Signs, T-shirts, slogans and speeches outlined the cost of the Iraq conflict in human as well as economic terms. They memorialized dead U.S. troops and Iraqis, and contrasted the price of war with the price of recovery for areas battered by hurricanes Katrina and Rita. Riffs on Vietnam-era protests were plentiful, with messages declaring, "Make Levees, Not War," "I never thought I'd miss Nixon" and "Iraq is Arabic for Vietnam." Many in the crowd had protested in the 1960s; others weren't even born during those tumultuous years. 

The Band played on – TPJ just wishes we knew their name!  A percussion Band from North Carolina led the North Carolina contingent of marchers at the start of The March and for over four hours they never quit playing.  They were simply wonderful.   

Somewhere in the mélange of people, our section of the North Carolina contingent got separated from The Band.  A half-mile from the “finish,” the 60s generation among us were – how does one say it politely – flagging.  Suddenly, from a side street that had been blocked off by police, The Band crossed the empty connecting street pounding out a snappy marching rhythm.  The echo in the empty connecting street rained over us.  The police on our street politely rolled back their motorcycle blockade and let The Band lead us again.  Tired bodies snapped to the beat and we finished with a modicum of respectability, imaging our younger days.   

Who was THE Band?   

Bush and Cheney were not there; both with more than adequate justification.
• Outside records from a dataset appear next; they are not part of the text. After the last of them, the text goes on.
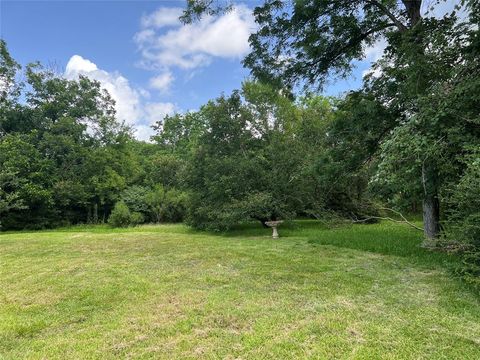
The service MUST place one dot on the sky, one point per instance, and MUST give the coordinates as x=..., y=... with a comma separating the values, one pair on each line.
x=151, y=64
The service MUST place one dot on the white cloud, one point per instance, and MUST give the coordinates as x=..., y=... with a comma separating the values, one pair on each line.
x=162, y=82
x=157, y=111
x=129, y=101
x=163, y=17
x=143, y=132
x=165, y=42
x=375, y=52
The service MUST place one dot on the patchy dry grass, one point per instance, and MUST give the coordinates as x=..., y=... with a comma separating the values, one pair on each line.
x=362, y=292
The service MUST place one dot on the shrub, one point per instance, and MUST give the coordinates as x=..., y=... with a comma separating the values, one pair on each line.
x=136, y=218
x=120, y=216
x=463, y=225
x=166, y=205
x=135, y=198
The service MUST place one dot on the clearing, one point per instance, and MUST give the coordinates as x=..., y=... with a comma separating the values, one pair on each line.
x=364, y=291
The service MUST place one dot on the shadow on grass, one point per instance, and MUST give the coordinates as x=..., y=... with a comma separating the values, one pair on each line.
x=384, y=238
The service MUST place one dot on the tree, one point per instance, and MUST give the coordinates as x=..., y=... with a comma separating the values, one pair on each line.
x=310, y=41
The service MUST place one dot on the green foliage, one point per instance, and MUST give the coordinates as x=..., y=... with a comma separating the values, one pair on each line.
x=166, y=205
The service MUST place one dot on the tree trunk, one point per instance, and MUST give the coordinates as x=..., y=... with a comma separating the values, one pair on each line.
x=431, y=216
x=431, y=205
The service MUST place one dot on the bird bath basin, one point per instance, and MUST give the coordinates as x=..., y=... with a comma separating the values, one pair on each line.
x=274, y=225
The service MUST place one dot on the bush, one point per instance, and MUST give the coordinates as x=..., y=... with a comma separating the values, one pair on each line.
x=167, y=205
x=136, y=218
x=135, y=198
x=120, y=216
x=463, y=225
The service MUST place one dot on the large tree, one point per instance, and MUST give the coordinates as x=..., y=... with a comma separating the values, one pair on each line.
x=310, y=42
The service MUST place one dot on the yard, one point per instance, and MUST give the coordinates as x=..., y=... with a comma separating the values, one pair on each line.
x=364, y=291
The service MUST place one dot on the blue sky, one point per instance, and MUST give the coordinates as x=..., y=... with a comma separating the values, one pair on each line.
x=140, y=52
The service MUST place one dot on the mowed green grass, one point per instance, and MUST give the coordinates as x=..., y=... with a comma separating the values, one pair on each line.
x=358, y=292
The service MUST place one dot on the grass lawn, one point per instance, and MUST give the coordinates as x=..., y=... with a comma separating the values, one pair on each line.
x=362, y=292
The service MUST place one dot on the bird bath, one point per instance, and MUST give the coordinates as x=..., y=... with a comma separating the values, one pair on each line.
x=274, y=225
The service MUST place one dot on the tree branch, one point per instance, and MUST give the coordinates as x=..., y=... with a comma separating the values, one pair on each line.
x=387, y=12
x=404, y=221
The only element missing from The March was ANY of the national Democratic Party leadership.  TPJ will write later on the failure of the Democratic Party leadership to appear.  But, at the end of The March, one individual stood with an inspirational reminder of what lies at the heart of The March:   

 Americans were there!   

                        A SIDE NOTE  

The Washington Metropolitan Police and the National Park Service Officers were exquisitely professional in their handling of The March.  TPJ kudos. 

The size of the counter protest was miniscule, about 400 people.  The authorities watched the inevitable verbal exchanges between the two sides but never interfered.  Both sides respected the other despite the traditional sharp exchanges in views. 
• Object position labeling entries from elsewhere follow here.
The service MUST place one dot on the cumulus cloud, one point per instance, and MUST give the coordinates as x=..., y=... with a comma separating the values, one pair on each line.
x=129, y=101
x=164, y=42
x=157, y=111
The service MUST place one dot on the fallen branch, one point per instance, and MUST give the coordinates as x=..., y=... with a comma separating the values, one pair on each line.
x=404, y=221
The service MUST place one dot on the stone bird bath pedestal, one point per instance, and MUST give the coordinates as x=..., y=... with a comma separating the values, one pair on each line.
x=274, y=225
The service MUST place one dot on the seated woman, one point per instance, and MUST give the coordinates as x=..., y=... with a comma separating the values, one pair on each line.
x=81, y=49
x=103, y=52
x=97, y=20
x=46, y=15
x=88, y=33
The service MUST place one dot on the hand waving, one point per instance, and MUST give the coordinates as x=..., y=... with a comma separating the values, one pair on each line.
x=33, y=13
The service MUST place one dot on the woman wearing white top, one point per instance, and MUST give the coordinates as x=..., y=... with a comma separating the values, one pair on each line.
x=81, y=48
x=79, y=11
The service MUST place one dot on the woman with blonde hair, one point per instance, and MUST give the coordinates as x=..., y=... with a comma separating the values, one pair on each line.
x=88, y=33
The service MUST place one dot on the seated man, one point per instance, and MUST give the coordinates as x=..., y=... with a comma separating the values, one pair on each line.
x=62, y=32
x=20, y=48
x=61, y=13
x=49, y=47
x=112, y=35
Police on the “lines” were approachable and gave protestors assistance in locating streets, bathrooms, etc.  As the size of the crowds grew on the parade route, marchers overflowed onto the sidewalks, parks and side streets.  Police accommodated.   

Police officials also accommodated behavior that may not have strictly been in compliance with law.  One creative group literally “bared” their opposition to the war.  One young gentleman stood on a street corner near the end of The March completely nude with a protest sign “delicately” placed.  Beside him a number of young women bared their breasts and delivered a most perky (pun intended) message, “Boobs not bombs” (the X-generation’s version of “Make love not war” in an era of abstinence?).  Police not twenty feet away wisely chose to ignore the creative energy. 

Police officials are to be commended for a job well done.  Only three arrests were reported by the Washington Post this morning.